Adenosine Triphosphate (ATP)

Ok, we're going to give my recipes a break today.  Let's get scientific on a Saturday morning and talk about ATP.  So often I am told by friends and acquaintances that they 'just don't have the energy to work out'. Well, there's a reason they feel that way.  I am going to try to explain this in the simplest way possible... forgive me if I get too technical.  I could go on and on about the details of the energy systems, but, I'm going to try to keep it concise. Most of my posts won't be this scientific (I feel like I'm writing a research paper today), however, I hear the above statement so often that I think it's necessary to explain. Plus, I'm a nerd and find it fascinating!

- First, here's your definition of Adenosine Triphosphate (ATP): Intracellular carrier of chemical energy produced by the body for muscular work. 1
- What this means: The three energy systems I'm about to discuss have a goal of breaking down food to release the chemical energy that makes ATP, which ultimately supplies energy to muscles.2 (Ah, you're catching on now right?) ** You need ATP to make energy to make your muscles move** If you don't have any stores, you won't have the energy to work out - make sense?

There are three energy systems in the body.  The Phosphagen System, Lactic Acid System, and the Aerobic System.  Two of these systems can operate in the absence of oxygen (Phosphagen and Lactic Acid) - These are your anaerobic systems. 3

1. The Phosphagen System supplies energy very quickly (therefore produces ATP very quickly, but, you will also fatigue quickly). Exercises that do this: Jumping, Sprinting, Lifting heavy weights, Kicking, etc.) 
2. The Lactic Acid System - This energy system uses glucose and produces more ATP than the Phosphagen system, but, it is still limited because its end product is lactic acid which is not well tolerated by the body.5 Exercises that do this: High-intensity sports that result in fatigue after 45-90 second bursts) Soccer, hockey, tennis, etc.

The third system needs oxygen to function.
3. This system is the Aerobic System which uses carbs, fats, and proteins as sources of fuel and produces water and carbon dioxide as end products which means this system has really a never-ending ability to make ATP. It is produced when you stand, walk, fidget, etc.

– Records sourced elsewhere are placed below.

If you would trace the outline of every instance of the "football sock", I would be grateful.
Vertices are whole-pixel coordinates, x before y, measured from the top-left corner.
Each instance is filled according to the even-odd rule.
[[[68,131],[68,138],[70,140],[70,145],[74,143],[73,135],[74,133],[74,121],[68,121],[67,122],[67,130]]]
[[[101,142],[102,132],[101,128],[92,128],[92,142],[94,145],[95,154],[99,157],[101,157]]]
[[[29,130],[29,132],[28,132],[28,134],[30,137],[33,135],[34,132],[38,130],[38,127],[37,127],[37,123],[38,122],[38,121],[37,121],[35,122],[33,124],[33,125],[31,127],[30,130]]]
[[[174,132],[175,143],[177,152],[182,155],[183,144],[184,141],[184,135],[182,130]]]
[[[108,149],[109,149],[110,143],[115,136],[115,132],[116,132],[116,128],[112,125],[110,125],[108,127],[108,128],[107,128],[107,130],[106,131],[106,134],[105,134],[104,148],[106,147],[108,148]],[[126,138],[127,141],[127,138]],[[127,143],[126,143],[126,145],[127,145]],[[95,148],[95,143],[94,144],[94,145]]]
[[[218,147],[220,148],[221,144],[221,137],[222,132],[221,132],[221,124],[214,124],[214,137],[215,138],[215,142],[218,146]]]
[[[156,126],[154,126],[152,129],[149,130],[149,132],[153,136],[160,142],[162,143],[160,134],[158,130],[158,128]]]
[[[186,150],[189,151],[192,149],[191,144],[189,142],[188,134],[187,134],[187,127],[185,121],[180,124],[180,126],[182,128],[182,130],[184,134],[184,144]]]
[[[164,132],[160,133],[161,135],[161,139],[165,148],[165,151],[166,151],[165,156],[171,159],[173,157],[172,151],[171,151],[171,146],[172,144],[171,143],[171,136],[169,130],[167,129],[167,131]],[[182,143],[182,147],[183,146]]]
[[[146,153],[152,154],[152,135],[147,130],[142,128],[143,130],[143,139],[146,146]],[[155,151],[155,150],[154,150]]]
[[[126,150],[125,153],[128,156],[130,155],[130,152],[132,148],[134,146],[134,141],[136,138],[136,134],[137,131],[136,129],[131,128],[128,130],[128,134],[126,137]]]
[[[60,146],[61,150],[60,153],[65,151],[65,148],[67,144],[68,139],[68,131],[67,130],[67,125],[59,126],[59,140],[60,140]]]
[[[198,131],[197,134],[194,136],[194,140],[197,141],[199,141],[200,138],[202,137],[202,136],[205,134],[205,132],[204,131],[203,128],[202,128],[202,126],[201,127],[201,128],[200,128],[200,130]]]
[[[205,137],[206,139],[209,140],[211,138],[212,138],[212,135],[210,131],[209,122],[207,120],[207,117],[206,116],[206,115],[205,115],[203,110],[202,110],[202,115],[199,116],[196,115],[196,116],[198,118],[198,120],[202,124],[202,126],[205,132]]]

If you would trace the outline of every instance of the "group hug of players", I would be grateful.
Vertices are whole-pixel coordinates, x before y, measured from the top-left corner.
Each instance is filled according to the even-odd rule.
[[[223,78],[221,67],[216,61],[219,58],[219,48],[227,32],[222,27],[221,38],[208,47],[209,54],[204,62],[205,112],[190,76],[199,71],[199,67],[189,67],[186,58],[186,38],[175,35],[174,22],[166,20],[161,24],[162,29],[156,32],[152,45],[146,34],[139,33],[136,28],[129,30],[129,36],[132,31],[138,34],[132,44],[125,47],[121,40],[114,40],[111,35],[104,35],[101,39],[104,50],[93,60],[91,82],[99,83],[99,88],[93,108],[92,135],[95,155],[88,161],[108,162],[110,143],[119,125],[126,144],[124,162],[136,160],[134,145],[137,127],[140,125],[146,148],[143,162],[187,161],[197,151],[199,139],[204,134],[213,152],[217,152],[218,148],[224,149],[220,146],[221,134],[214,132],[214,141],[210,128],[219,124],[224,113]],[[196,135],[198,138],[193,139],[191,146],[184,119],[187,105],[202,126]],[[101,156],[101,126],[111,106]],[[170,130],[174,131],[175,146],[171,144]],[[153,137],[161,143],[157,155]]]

As these activities become more intense - the other energy systems turn on so that ATP production will be complemented. 7

Ok, so now you want to work out, right?!  Here's my workout for the day.  It mainly uses the Phosphagen system. (Aren't you glad you know what that is now?) And you can do it in your own living room - you just need some free weights!

- Jog in place for two minutes
- 30 jump 'n jacks
- 30 butt kicks
- Stretch for a minute
- 20 Squats with overhead press: Grab some free weights (5, 8 or 10 lbs - depending on your strength levels) Check your form on your squat (refer to yesterday's post) and as you push up in your squat put your arms at a 90 degree angle and push the weights up over head
- 20 Alternating lunges with bicep curls (so as you lunge forward, curl your hand weights) Watch your form - make sure your knees do not go over your toes, and push through your heels
- Hit the floor and do 20 bicycle crunches - slow - don't rush these.  These are AMAZING because it works your entire abdominal plus your obliques all at once
- Flip over and hold plank for 45 seconds: Form: you should be completely flat and your back should never dip, if you tilt your hips forward in this position, you'll feel your abs engage and get into perfect form
- Push back into down dog to get a good stretch in
- Get back down into another plank for a minute (if you can't hold it - drop down - we don't need any back injuries) you'll get there eventually
- Do 10 push-ups
- Stand up and do 30 knee highs
- Repeat the squat, lunge, pushup sequences
- End with 30 jump and jacks then cool down and stretch!

Have an awesome Saturday, everyone! Tomorrow we'll talk about pre- Superbowl workouts and snacking tips! GO PATS!!

1, 2, 3, 4, 5, 6, 7 (Fitness Theory & Practice, pg 486, Pfeffer, L., Fawcett, J., Foss, R., Gillete, N., Gladwin, L., Stevens, K.)